While a dozen businesses responded, those 12 companies reported the expected collective loss would eclipse the $1 million mark in lost revenue, and that was in less than three months.

“That is a significant impact, and that is just with a dozen businesses responding,” Gerber said.

Gerber said while there are no magic numbers or exact charts to estimate the cost of losses, they can look at quarterly reports from previous years to get an estimate of what should have taken place.

She said the 2020 first quarter report sent out some fascinating and truly exciting numbers. However, the second quarter, which took place during the pandemic, was an unmitigated disaster.

“For the first quarter of 2020, we were up 20% in receipts, which is a wonderful quarter for Holmes County,” Gerber said. “We were set for a gangbuster year. Growth that much in what is typically a slow quarter for us pointed toward us really skyrocketing this year.”

Then the sad reality of COVID-19 set in and, like Jack and Jill, the economy took a hard tumble, devastating the projections from the tourism industry.

“I’m projecting us to be down 80-85% in the second quarter,” Gerber said. “Our hotels are giving us feedback that the numbers aren’t too far off the mark.”

With that grim news in place, Gerber said optimism, something Amish Country exudes, has people ramping up for a comeback story. She said the chamber has been inundated with calls from people who are longing to get to Holmes County for a respite, seeking a bit of relaxation from the stress of dealing with isolation and lockdown.

“People in and out of state are calling to get more information on what is open and when they can come. For the most part, everything is now back to open, with Berlin and Millersburg, the two main hubs of Holmes County’s tourism, seeing a huge rebound already.

“We’re receiving calls from the neighboring counties and calls from Arizona from people who say they are coming,” Gerber said. “As destinations go, we are going to bounce back quickly. I really think we will be one of the first places to bounce back because people see our area as being safe and clean.”

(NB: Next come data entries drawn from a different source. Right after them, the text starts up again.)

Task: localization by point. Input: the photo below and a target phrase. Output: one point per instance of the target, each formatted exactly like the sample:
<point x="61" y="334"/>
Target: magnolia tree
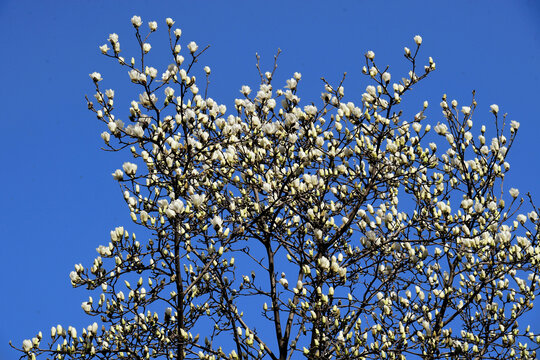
<point x="276" y="230"/>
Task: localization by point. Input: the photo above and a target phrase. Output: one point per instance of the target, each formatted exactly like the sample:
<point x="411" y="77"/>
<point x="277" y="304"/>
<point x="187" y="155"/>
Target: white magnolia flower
<point x="514" y="125"/>
<point x="74" y="276"/>
<point x="197" y="200"/>
<point x="96" y="76"/>
<point x="136" y="21"/>
<point x="192" y="46"/>
<point x="86" y="306"/>
<point x="216" y="222"/>
<point x="113" y="37"/>
<point x="27" y="345"/>
<point x="118" y="175"/>
<point x="514" y="192"/>
<point x="245" y="90"/>
<point x="177" y="206"/>
<point x="104" y="48"/>
<point x="130" y="168"/>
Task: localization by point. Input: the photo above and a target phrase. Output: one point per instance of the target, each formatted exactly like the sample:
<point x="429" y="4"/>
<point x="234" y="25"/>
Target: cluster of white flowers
<point x="317" y="187"/>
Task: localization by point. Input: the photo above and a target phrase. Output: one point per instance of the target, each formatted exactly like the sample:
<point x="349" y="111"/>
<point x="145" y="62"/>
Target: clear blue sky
<point x="59" y="201"/>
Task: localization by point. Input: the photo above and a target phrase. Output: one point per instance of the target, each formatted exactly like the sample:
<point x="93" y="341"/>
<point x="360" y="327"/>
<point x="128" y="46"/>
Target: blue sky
<point x="59" y="201"/>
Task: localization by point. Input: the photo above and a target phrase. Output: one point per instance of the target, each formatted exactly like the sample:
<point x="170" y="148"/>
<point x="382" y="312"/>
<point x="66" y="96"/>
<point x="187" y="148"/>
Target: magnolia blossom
<point x="27" y="345"/>
<point x="130" y="168"/>
<point x="113" y="38"/>
<point x="86" y="306"/>
<point x="136" y="21"/>
<point x="514" y="192"/>
<point x="197" y="200"/>
<point x="96" y="76"/>
<point x="104" y="48"/>
<point x="216" y="222"/>
<point x="192" y="46"/>
<point x="74" y="276"/>
<point x="118" y="175"/>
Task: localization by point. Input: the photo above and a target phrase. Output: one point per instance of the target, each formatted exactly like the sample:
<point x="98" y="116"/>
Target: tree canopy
<point x="281" y="229"/>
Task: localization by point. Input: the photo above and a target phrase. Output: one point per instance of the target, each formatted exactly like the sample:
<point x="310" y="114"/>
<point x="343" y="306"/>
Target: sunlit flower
<point x="96" y="76"/>
<point x="118" y="175"/>
<point x="192" y="46"/>
<point x="136" y="21"/>
<point x="27" y="345"/>
<point x="129" y="168"/>
<point x="104" y="48"/>
<point x="514" y="192"/>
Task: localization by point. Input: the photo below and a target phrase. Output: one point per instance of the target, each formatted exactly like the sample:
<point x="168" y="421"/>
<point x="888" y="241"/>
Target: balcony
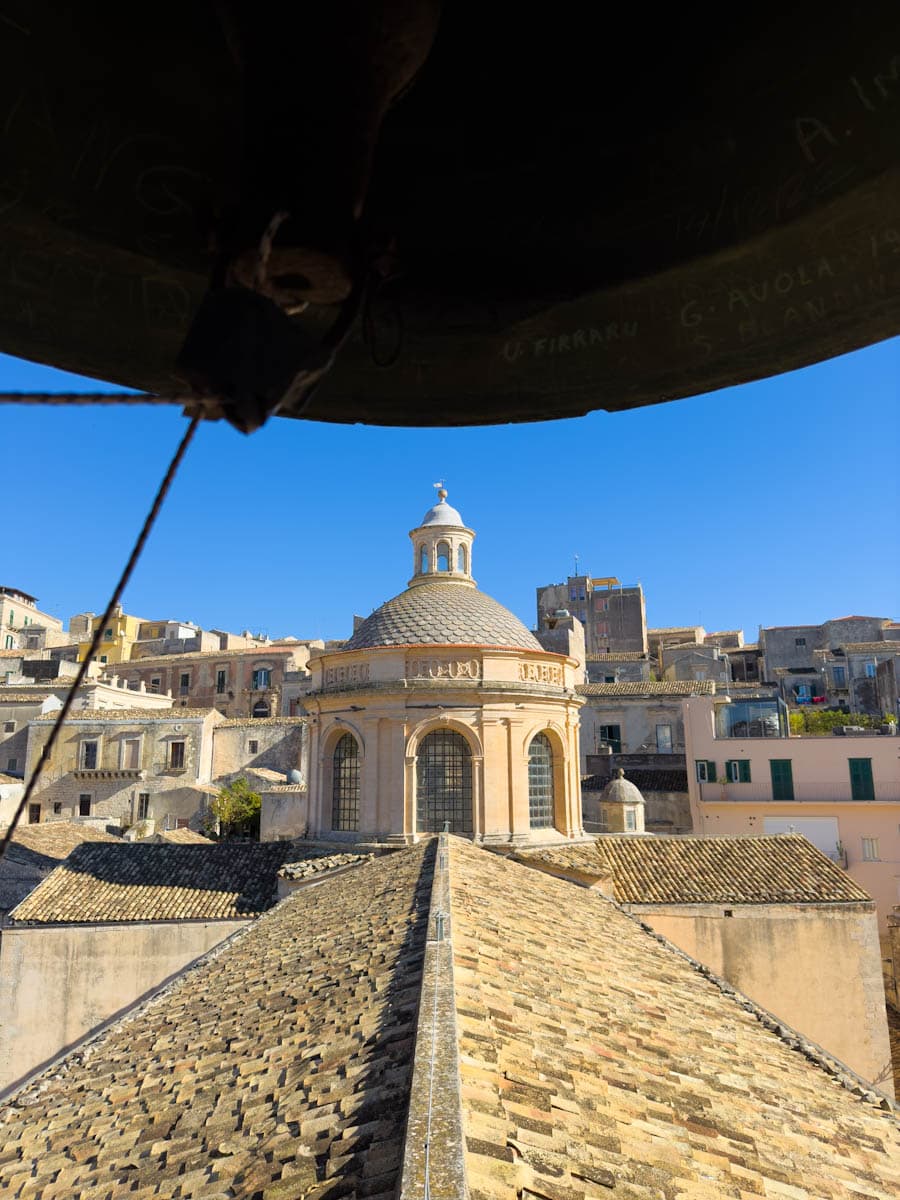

Gerber said after previous troubling times like the recession, 9/11 and other downturns in the economy, Amish Country has quickly rebounded as one of the finest drive-to destinations.

“People like the traditions here. They feel safer, and they feel comfortable here,” Gerber said.

Oddly the one question that would seem pertinent is not one being asked, that being how many cases of COVID-19 have been reported in the area.

Gerber said the county is taking great precautions and telling visitors to remain vigilant in their travels and visitations. She said the chamber continues to encourage people to wear masks whenever possible, practice safe distancing and be smart about their visit.

The chamber is even offering free curbside information packet pickup to visitors, and the chamber office has been altered to become more accessible from a safety standpoint.

Berlin and Millersburg are both keeping public restrooms open and are cleaning them on a frequent schedule. Berlin added extra picnic tables for people to dine outside.

“We just have to pick ourselves up and move on, which is something this area is really good at,” Gerber said.

Gerber went on to say area furniture makers have been working and are now very well-stocked, meaning visitors could find some great deals and plenty of selection.